A pequena sala sem janelas é mobiliada por duas longas estantes que são de ferro para não atrair cupim. Seis prateleiras em cada uma. Um desumidificador e um aparelhinho contra ácaros funcionam permanentemente.

Dentro de pastas, dispostas orizontalmente, descansam perto de 900 velhas partituras.

Algumas já relativamente conhecidas entre os iniciados, como a "Antífona de Nossa Senhora", composta em 1787 por José Joaquim Emerico Lobo de Mesquita. Outras -como boa parte do acervo de anônimos- ainda permanecem não executadas há pelo menos dois séculos.

É assim, em Minas Gerais, o arquivo de peças do período colonial em estágio mais adiantado de restauro e catalogação. Encontra-se dentro de um casarão localizado ao pé de uma ladeira muito íngreme, em Ouro Preto. É a Casa do Pilar, que abriga o setor de musicologia do arquivo histórico do Museu da Inconfidência.

Mary Angela Biason, musicóloga, coloca luvas de plástico para manipular cada uma das folhas de uma coleção que Francisco Curt Lange (1903-1997), alemão naturalizado uruguaio, reuniu desde os anos 40 -e que Régis Duprat vem, desde 1982, orientando a catalogação. Dois volumes sobre o acervo já foram publicados.

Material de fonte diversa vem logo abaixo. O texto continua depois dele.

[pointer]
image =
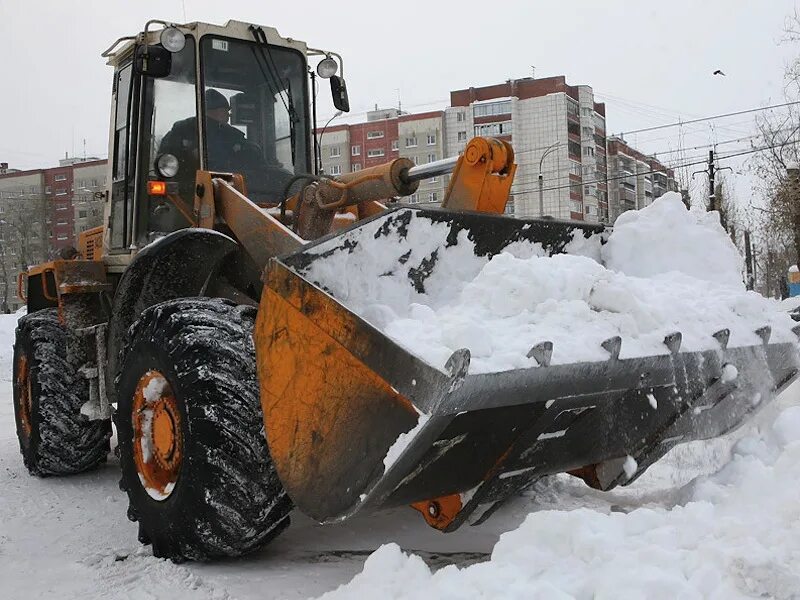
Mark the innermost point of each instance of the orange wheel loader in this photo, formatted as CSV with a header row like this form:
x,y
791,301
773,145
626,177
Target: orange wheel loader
x,y
240,387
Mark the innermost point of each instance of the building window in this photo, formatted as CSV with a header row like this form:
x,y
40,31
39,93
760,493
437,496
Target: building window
x,y
489,129
492,108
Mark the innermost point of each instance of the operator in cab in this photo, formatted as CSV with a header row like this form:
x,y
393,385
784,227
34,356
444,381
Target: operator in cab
x,y
228,149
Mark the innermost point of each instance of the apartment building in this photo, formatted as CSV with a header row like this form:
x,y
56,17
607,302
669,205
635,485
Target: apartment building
x,y
43,210
634,179
387,134
557,130
87,198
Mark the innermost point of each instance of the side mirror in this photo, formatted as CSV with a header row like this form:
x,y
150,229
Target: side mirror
x,y
152,61
339,93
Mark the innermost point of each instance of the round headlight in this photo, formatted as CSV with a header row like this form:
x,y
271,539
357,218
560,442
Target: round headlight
x,y
167,165
173,39
327,68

Mas há também outros arquivos que são verdadeiros tesouros culturais. Dois deles estão em São João Del Rey, no acervo de duas orquestras: a Lira São-Joanense e a Ribeiro Bastos (antes chamada Partido da Música da Igreja de São Francisco). A partir dos anos 1770, elas já disputavam contratos para musicar atos litúrgicos das confrarias e irmandades -e ainda hoje se batem pelo título de conjunto de atividade contínua mais antigo nas Américas.

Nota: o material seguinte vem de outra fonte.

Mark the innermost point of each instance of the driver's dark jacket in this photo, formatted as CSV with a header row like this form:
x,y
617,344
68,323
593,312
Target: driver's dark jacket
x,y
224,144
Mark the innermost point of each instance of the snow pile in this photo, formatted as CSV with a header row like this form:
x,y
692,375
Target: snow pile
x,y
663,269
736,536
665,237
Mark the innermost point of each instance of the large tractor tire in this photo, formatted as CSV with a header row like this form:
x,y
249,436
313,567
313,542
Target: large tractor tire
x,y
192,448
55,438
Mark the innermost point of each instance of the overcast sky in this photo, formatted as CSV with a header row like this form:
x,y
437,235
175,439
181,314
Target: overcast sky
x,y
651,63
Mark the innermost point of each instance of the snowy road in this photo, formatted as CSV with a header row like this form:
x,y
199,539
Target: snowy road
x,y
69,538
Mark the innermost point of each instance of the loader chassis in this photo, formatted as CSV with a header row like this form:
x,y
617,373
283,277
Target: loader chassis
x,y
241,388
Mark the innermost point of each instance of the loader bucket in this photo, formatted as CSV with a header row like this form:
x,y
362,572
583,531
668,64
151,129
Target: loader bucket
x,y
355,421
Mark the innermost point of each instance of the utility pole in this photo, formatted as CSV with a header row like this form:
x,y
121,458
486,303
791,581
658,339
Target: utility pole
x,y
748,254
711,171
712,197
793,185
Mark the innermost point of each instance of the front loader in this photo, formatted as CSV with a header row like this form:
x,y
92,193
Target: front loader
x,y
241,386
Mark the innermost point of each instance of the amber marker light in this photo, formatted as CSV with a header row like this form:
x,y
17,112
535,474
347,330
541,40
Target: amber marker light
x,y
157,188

"O papel dessas orquestras foi fundamental na preservação dos acervos", diz Anna Maria Parsons, criadora do Centro de Estudos do Século 18 na Universidade Federal de Ouro Preto e ligada à Orquestra Ribeiro Bastos.
A regra geral, segundo ela, é a seguinte: com uma orquestra em atividade, seu chefe e regente tem no estoque de partituras um patrimônio para negociar a renovação dos contratos com as irmandades e com as igrejas.

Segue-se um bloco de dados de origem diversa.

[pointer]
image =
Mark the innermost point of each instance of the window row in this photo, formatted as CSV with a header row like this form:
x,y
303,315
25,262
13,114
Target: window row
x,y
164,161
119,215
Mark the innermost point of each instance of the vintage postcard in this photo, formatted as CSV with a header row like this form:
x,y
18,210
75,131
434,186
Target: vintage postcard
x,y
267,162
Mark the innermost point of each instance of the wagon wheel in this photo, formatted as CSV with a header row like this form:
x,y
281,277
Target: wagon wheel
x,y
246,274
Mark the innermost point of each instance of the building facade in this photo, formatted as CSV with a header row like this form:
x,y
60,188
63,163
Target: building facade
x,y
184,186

Mas, se a orquestra cessa suas atividades, os acervos se extraviam ou se perdem, como ocorreu após a segunda decadência de Ouro Preto (a primeira foi no início do século 19, com o fim do ciclo do ouro), depois que a capital de Minas foi transferida, em 1897, para Belo Horizonte.

Ninguém arrisca estimar o quanto se perdeu antes que se chegasse a um conjunto preservado de 2.500 partituras, o que já constitui uma riqueza invejável. Apenas superada no continente americano, diz Amaral Vieira, especialista brasileiro em música sacra, pelo México e pelo Peru.

Há perdas que deixariam qualquer cristão inconformado, como a relatada por Aluízio Viegas, arquivista da Lira São-Joanense.

Pois bem, em 1946, foi incinerado por um descendente, como papel inútil e velho, parte do arquivo pessoal do maestro Lourenço José Fernandes Braziel, morto em 1831 e que teve seus papéis inventariados em razão de uma disputa do espólio por dois de seus herdeiros. Só em sinfonias ou aberturas eram 23.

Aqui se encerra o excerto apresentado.